Carlos, bruscamente, la cogió, de las muñecas y le miró las palmas de las manos.
—¿Te ha manchado?
Germaine retiró las manos de un tirón y las escondió en la espalda.
—A esto no tienes derecho, Carlos.
Y tú tampoco a juzgar a una persona a la que desconoces.
—Me basta con lo que he visto y con su reputación.
—¿No quieres meterte en la vida de Pueblanueva, pero haces caso a sus chismes?
—Es suficiente con lo que veo. Clara Aldán se hartó de envidiarme esta mañana. Veía en sus ojos el deseo de aniquilarme para quedarse con mi collar.
—¿Se lo enseñaste?
—Sí, pero ya lo conocía.
—¿Y no te dijo también que un día se lo ofrecí y que lo rechazó?
—¿Te has atrevido?
Carlos abandonó la ventana y caminó hasta el fondo de la habitación.
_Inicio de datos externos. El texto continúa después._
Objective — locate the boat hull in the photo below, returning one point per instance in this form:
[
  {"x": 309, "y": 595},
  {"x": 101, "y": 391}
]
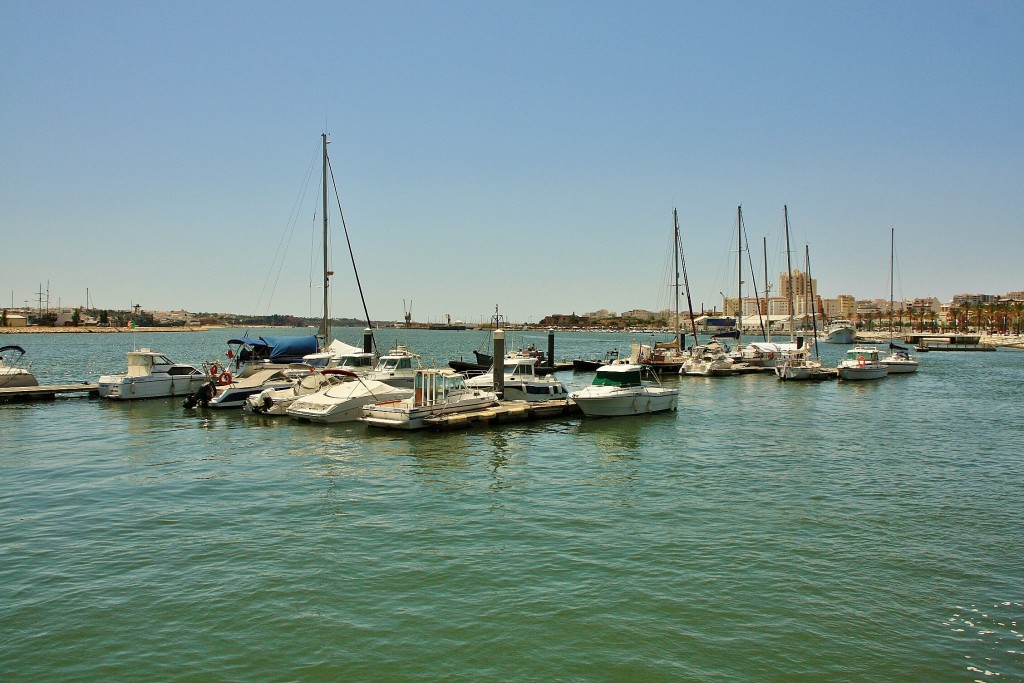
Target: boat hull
[
  {"x": 624, "y": 402},
  {"x": 119, "y": 387},
  {"x": 344, "y": 402},
  {"x": 16, "y": 377},
  {"x": 861, "y": 373},
  {"x": 399, "y": 415}
]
Germaine no dejaba de mirarle, furiosa, con los puños cerrados y apretados contra los muslos. Carlos se volvió repentinamente.
—¿Por qué no? Podía hacerlo. Pude haberle ofrecido del mismo modo cualquier cosa de esta casa, porque tengo el derecho de elegir para mí una de ellas, la que se me antoje, la más valiosa, la que más te guste. El collar, o la lámpara, o esas tijeras con que tu tía se cortaba las uñas. Cualquiera. Un día le enseñé el collar a Clara y se lo puse al cuello, y le pregunté si lo quería, aunque a sabiendas de que iba a rechazarlo.
—¿Querías pagarle algo?
—No. Quería hacer feliz, aunque sólo fuese por un momento, a una persona que desconoce la felicidad y que la merece.
Germaine adelantó unos pasos.
—Tu la rendrais bien heureuse si tu couchais avec elle!
—dijo, y se llevó la mano a los labios.
Carlos abrió la boca para responder, pero la cerró bruscamente y sonrió.
—Si eso es lo que llamas hablar con tus palabras, es cierto que no te entiendo —dijo.
La miró, miró a don Gonzalo y salió de la habitación. Germaine dio unos pasos. Sonó el ruido de una puerta cerrada de golpe. Don Gonzalo abrió los ojos.
—¿Ha sucedido algo?
—Nada. Carlos, que se marchó.
En el casino se jugaba una partida sombría, dramática, atravesada dé errores, de súbitos denuestos, de hoscos silencios. No había mirones y las voces estallaban en el salón vacío. Carlos se acercó a los jugadores. Dijo: «Buenas tardes», y le respondieron con gruñidos. Se apartó, buscó un rincón, se sentó en una mecedora. En la gramola, abierta, yacía un disco abandonado. El chico del bar dormitaba. Carlos le despertó con unas palmadas y pidió coñac.
En una pausa del juego se levantó Cubeiro y se acercó a Carlos.
—¿Sabe usted que hoy ha marchado don Baldomero? Tuvo malas noticias de su mujer. Parece que está en las últimas.
Se sentó cerca, en una silla.
—Los hay con suerte. Se desentiende de ella cuando la cosa se pone grave y acude al final a certificar la defunción. Dentro de un año tendremos boda.